Du point de vue interactionniste développer l’ethnicité est envisagée comme l’organisation sociale de la différence culturelle. Le trait décisif à explorer est « l’auto attribution ou l’attribution par d’autres à une catégorie ethnique » (Barth, 1995, p. 210). Cet auteur propose d’explorer les processus qui sont impliqués dans l’émergence et la persistance des groupes ethniques par le maintien de frontières. L’aspect novateur de son modèle se situe dans l’affirmation voulant que « le point crucial de la recherche devient la frontière ethnique qui définit le groupe, et non pas le matériau culturel qu’elle renferme » (Bart, 1995, p. 213). Ainsi, les frontières ethniques reposent sur quelques traits culturels interprétés par les membres et les non-membres comme des symboles distinguant le groupe ethnique des autres. (Bouchard,

2007, p. 22). Dans l’idée d’approfondir les travaux amorcés par Barth, l’anthropologue britannique Jenkins (1994) va entreprendre de démontrer que les recherches issues de ce modèle, vont centrer l’identification sur le groupe (définition interne) et peu sur la catégorisation sociale (définition externe). L’étude de ces processus de catégorisation ne doit pas être négligée puisqu’elle permet de reconnaître l’importance des relations de pouvoir et d’autorité dans la naissance, le maintien ou le déclin des groupes ethniques. En somme, l’approche situationnelle de Barth a joué un rôle déterminant dans le changement de perspective théorique survenu au cours des années 1960. La notion de groupe ethnique, caractérisant traditionnellement les tribus envisagées comme isolées, figées, prémodernes est depuis considérée dans ses dimensions interactionnelles et dynamiques et s’applique potentiellement à l’ensemble des sociétés contemporaines.

Le territoire peut aussi être à la base de la manifestation de l’identité collective.

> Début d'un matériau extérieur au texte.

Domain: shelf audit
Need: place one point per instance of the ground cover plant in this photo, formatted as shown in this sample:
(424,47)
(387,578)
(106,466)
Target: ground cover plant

Dans une telle configuration, les membres d’un groupe sont unis par leur appartenance à un territoire qu’ils partagent et qu’ils considèrent comme patrimoine commun. Et donc considérés comme membres du groupe, les personnes nées sur le territoire ou y ayant vécu pendant une période de temps significative aux yeux des autres membres. Cette configuration laisse apparaître le regroupement sous une même structure politique exerçant un contrôle variable sur un territoire comme élément déterminant de leur vivre ensemble même si les éléments culturels restent quoi qu’on dise importants. Légaré dira dans ce sens que c’est bien « le rassemblement sous une même structure politique qui constitue l’essentiel de l’identité collective des membres du groupe » (Légaré, 2001, p. 146). Les individus s’identifiant à un groupe sur une base territoriale contrôlent généralement ou cherchent à contrôler ce territoire, à travers des institutions politiques plus ou moins autonomes (Dorais, 1994, p. 255). Le contenu définitionnel de ces types d’identité collective varie et est sujet à diverses interprétations selon les individus et les composantes de la société.